Nvidia stock nears $115 as earnings optimism builds on AI momentum

As of May 6, Nvidia stock is trading at $113.82, down 0.6 percent over the past 24 hours. The stock has been trading in a tight consolidation range over the past several sessions, with the $115 mark acting as a psychological and technical resistance level.
This horizontal ceiling has been tested multiple times in the last week, suggesting strong buying pressure just beneath it. A confirmed breakout above this threshold could trigger a fresh wave of buying interest, potentially pushing the stock toward its next resistance zone near $120.
From a trend analysis perspective, Nvidia remains firmly bullish. The 50-day moving average is currently positioned near $110, while the longer-term 200-day moving average stands at approximately $102. These levels confirm that the medium- and long-term momentum remains upward. The stock continues to trade well above both of these averages, a pattern consistent with strong investor conviction.
NVDA stock price dynamics (March 2025 - May 2025). Source: TradingView.
The Relative Strength Index (RSI) stands at around 65, indicating a moderately overbought condition but not yet extreme. This suggests that while the stock is showing strength, it still has room to run before entering technically overheated territory. Importantly, trading volumes have picked up, with daily turnover exceeding 133 million shares, compared to the 30-day average of around 120 million. This rising volume trend is supportive of a potential breakout, particularly if accompanied by a bullish earnings catalyst.
Bank of America reiterates buy rating with $190 price target
Investor sentiment around Nvidia remains highly positive, driven by robust demand for AI and data center infrastructure. Bank of America recently reiterated its buy rating on the stock with an ambitious price target of $190. The investment bank emphasized Nvidia’s dominant 90 percent market share in AI training and growing presence in AI inference workloads as key strategic strengths.

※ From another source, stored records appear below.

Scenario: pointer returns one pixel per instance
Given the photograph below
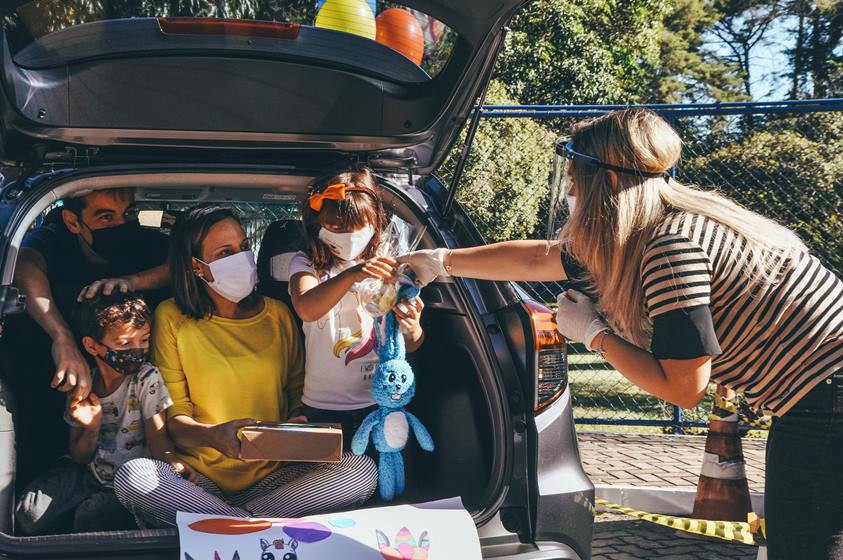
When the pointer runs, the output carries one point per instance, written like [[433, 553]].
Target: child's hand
[[408, 314], [382, 268], [87, 412], [185, 470]]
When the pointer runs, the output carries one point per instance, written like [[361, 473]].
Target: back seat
[[281, 241]]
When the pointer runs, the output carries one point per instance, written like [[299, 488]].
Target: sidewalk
[[661, 461]]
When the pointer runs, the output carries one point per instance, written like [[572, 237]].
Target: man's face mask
[[347, 246], [126, 362], [235, 276]]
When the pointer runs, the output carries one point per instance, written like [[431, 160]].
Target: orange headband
[[337, 191]]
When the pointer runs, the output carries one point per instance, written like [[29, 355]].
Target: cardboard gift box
[[321, 443]]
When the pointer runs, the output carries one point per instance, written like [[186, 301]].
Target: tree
[[816, 61], [582, 51], [741, 27], [506, 180], [687, 69], [791, 170]]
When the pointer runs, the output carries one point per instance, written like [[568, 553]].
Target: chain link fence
[[781, 159]]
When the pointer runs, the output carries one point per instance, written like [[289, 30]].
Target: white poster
[[433, 531]]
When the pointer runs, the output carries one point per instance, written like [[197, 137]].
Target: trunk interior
[[457, 394]]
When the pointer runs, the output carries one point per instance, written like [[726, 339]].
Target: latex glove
[[428, 264], [577, 319]]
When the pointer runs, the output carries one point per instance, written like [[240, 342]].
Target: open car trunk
[[458, 395]]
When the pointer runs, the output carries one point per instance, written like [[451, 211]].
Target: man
[[97, 236]]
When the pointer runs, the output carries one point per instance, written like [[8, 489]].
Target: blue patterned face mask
[[127, 362]]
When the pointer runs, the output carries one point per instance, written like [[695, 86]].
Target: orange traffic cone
[[722, 491]]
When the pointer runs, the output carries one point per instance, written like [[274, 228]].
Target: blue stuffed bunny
[[393, 387]]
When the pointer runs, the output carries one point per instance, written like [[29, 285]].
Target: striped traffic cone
[[722, 490]]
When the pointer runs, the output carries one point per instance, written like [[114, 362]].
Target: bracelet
[[601, 351], [446, 262]]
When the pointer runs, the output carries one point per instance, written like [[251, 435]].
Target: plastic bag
[[378, 296]]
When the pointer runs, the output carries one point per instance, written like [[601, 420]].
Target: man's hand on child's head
[[87, 412], [107, 286], [72, 371], [185, 470]]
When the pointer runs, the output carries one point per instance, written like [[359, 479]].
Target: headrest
[[281, 241]]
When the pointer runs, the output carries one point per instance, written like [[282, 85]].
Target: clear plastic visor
[[560, 187]]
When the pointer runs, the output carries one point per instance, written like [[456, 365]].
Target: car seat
[[281, 241]]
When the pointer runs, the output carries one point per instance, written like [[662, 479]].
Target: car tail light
[[550, 356], [223, 26]]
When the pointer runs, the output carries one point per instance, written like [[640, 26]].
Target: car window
[[421, 38]]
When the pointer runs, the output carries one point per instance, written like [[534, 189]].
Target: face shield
[[562, 202], [560, 187]]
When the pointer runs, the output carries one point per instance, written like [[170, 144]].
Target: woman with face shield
[[685, 287]]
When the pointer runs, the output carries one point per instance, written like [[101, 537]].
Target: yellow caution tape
[[736, 531]]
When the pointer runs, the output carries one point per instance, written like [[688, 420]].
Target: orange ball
[[398, 29]]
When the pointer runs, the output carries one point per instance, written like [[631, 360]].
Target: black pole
[[472, 130]]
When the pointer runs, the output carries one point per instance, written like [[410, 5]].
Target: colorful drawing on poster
[[220, 526], [405, 546], [307, 531]]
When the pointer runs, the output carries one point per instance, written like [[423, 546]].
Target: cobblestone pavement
[[655, 460]]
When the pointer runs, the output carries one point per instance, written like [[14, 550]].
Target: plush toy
[[393, 387]]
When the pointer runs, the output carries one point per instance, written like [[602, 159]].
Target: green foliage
[[582, 51], [791, 170], [506, 178], [687, 69]]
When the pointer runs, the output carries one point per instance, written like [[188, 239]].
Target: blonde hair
[[610, 230]]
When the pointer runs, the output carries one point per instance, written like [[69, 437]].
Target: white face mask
[[347, 246], [572, 203], [235, 276]]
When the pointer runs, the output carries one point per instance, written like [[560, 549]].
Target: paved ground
[[653, 460]]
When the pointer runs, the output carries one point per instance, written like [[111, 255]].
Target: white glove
[[428, 264], [576, 318]]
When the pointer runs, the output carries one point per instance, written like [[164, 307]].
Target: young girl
[[343, 218]]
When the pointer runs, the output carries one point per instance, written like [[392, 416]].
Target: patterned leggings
[[154, 492]]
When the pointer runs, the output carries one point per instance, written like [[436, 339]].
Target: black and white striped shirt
[[774, 344]]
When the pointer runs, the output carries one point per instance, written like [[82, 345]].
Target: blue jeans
[[803, 499]]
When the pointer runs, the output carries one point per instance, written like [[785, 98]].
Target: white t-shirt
[[122, 436], [339, 348]]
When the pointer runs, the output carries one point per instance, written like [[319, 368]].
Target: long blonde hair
[[611, 227]]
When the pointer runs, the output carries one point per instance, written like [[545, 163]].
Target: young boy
[[122, 419]]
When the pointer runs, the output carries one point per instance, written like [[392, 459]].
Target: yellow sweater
[[220, 369]]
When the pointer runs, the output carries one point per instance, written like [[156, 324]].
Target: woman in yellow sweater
[[229, 357]]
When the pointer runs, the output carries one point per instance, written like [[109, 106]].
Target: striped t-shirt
[[773, 345]]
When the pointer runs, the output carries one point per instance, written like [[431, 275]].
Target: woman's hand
[[107, 286], [224, 437], [428, 264], [382, 268], [185, 470], [87, 412], [408, 313], [577, 319]]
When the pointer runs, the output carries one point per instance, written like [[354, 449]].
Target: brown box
[[320, 443]]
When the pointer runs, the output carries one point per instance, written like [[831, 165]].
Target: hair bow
[[337, 191]]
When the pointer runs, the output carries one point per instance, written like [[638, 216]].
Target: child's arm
[[84, 435], [408, 314], [161, 446], [313, 300]]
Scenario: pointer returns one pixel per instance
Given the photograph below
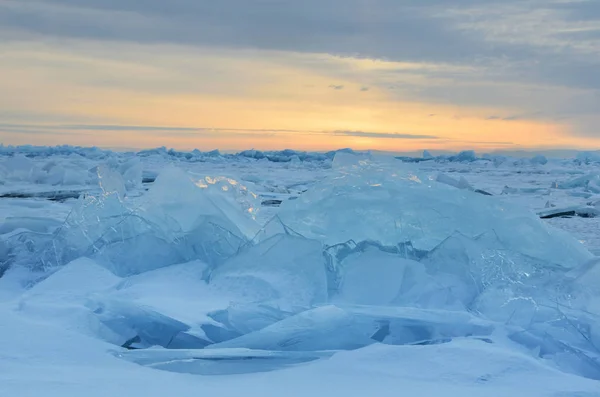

This bullish stance is echoed by broader market dynamics. Major technology firms such as Meta, Microsoft, Amazon, and Alphabet have been scaling up their investments in generative AI, directly increasing demand for Nvidia’s high-performance GPU chips. Analysts view this as a secular growth trend that could sustain Nvidia’s earnings momentum for several quarters.
Meanwhile, Nvidia’s growing software and AI platform ecosystem, including CUDA and its partnerships with cloud service providers, further enhance the company’s competitive moat. However, investors should also weigh emerging risks. Notably, regulatory scrutiny over U.S. chip exports to China and increasing competition from domestic AI chipmakers like AMD and Google’s TPU efforts could create longer-term challenges.
Potential rally towards $120 in the short term
With technical indicators flashing bullish and institutional support reinforcing the growth narrative, Nvidia appears well-positioned to break out above $115 in the coming days. A successful push above this resistance level could open the door to a short-term rally toward $120, with upside driven by both momentum traders and long-term investors positioning ahead of earnings.
In the event of weaker-than-expected earnings or broader market pullback, the stock may revisit support at $110 or even dip to $105. However, unless there is a significant deterioration in macro or sector-specific sentiment, these pullbacks would likely be viewed as buying opportunities.
Nvidia, a key player in the AI tech boom, has faced significant setbacks in 2025, with its stock dropping about 20% year-to-date. This decline is primarily driven by macroeconomic pressures, growing competition, and U.S. export restrictions limiting sales of high-end GPUs like the H20 to China.